Aber nicht nur untereinander, auch über die Grenzen der Favela hinweg ist es erstmals möglich geworden, eine mediale Aufmerksamkeit zu erzeugen. Der Favelareporter Michel Silva zum Beispiel läuft morgens mit seinem Smartphone aus dem Haus und versucht jede Veränderung in seinem Viertel fotografisch festzuhalten. In vielen Fällen haben brasilianische Massenmedien wie das „Globo“-Netzwerk seine Bilder bereits übernommen und einem großen Publikum zugänglich gemacht. Auch die im vergangenen Jahr aufkeimenden Proteste wurden durch deren Organisation und Resonanz im Social-Web befeuert – die Demonstranten verabredeten sich zu Kundegebungen, verbreiteten so ihre Forderungen oder dokumentierten polizeiliche Übergriffe.

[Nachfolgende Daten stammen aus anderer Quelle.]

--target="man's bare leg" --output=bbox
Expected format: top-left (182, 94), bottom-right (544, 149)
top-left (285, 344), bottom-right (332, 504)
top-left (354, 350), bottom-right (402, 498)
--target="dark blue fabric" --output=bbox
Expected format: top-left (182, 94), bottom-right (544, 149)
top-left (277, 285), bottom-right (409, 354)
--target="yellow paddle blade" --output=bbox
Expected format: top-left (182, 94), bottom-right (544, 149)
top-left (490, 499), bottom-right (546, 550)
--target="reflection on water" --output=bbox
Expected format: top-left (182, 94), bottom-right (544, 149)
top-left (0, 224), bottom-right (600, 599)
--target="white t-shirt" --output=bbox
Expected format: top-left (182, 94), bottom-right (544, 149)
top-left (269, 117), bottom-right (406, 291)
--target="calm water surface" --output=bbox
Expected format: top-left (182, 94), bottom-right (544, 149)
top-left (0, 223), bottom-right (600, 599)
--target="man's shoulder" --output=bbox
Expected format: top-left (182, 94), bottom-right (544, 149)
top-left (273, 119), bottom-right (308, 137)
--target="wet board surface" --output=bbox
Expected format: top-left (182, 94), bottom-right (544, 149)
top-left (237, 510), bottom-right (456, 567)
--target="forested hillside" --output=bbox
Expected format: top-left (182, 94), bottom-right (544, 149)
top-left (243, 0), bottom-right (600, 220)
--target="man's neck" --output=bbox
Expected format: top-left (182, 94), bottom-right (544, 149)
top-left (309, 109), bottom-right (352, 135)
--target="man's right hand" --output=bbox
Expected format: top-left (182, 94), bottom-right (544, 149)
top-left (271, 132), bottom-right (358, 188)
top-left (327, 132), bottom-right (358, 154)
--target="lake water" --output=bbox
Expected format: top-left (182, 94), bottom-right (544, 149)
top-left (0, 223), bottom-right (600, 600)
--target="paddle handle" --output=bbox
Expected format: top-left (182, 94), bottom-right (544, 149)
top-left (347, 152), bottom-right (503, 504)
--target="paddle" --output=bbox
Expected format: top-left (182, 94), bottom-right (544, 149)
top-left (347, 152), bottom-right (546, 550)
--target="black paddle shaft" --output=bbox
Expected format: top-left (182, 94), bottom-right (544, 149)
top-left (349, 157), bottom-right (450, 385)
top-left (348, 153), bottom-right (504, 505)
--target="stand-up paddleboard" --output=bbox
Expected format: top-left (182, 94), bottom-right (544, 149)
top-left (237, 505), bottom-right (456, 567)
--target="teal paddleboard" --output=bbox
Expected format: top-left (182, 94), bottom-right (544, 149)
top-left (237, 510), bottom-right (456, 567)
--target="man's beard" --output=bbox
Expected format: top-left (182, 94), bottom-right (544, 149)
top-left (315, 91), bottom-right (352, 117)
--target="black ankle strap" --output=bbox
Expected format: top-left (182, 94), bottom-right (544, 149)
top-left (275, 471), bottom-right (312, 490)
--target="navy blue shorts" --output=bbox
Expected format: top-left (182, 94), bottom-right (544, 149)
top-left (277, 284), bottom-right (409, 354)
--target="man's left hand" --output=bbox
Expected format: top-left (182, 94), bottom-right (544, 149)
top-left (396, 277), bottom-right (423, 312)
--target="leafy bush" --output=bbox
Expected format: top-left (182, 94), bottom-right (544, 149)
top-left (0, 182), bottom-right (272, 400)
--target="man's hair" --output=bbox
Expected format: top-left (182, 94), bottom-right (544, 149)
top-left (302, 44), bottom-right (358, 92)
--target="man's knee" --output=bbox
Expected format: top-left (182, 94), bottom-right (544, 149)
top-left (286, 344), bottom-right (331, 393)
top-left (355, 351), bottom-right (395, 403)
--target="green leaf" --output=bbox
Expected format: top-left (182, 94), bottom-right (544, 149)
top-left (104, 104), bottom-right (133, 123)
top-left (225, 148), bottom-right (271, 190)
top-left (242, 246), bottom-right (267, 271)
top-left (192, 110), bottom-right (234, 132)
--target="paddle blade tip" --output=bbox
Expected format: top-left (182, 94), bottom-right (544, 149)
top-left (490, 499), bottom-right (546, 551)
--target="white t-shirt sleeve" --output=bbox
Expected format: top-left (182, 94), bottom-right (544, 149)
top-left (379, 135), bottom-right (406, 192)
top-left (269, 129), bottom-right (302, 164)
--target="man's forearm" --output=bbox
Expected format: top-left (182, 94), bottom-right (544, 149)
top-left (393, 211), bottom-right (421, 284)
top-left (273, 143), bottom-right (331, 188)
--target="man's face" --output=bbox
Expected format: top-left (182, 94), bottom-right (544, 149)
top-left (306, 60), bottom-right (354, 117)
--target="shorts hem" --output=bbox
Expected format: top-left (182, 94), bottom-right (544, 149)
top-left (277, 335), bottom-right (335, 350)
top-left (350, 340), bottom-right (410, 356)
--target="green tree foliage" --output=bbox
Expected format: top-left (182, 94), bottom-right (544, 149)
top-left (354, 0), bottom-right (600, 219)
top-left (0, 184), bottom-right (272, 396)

Dennoch bleiben die Probleme in den Favelas groß. Ob die WM und Olympia 2016 dazu beitragen, dass sich daran langfristig etwas ändert? Darüber können Jaroschewski und Peteranderl nur mutmaßen. Die Frage sei, ob der Staat auch bereit sei, danach strukturelle Maßnahmen zu ergreifen, wie die Wasser- und die Stromversorgung aufzubauen. Die Integration einer ganzen Stadt und ihrer Bewohnern könne nicht nur über das Militär und die Polizei erfolgen. Die Journalisten, die nur wegen der WM gekommen sind und meinen, an einem einzigen Tag die Favelas und ihr Eigenleben ergründen zu können, stören Jaroschewski und Peteranderl. Sie wollen gerade nach der WM berichten – wenn die meisten deutschen Reporter Rio schon längst wieder den Rücken gekehrt haben.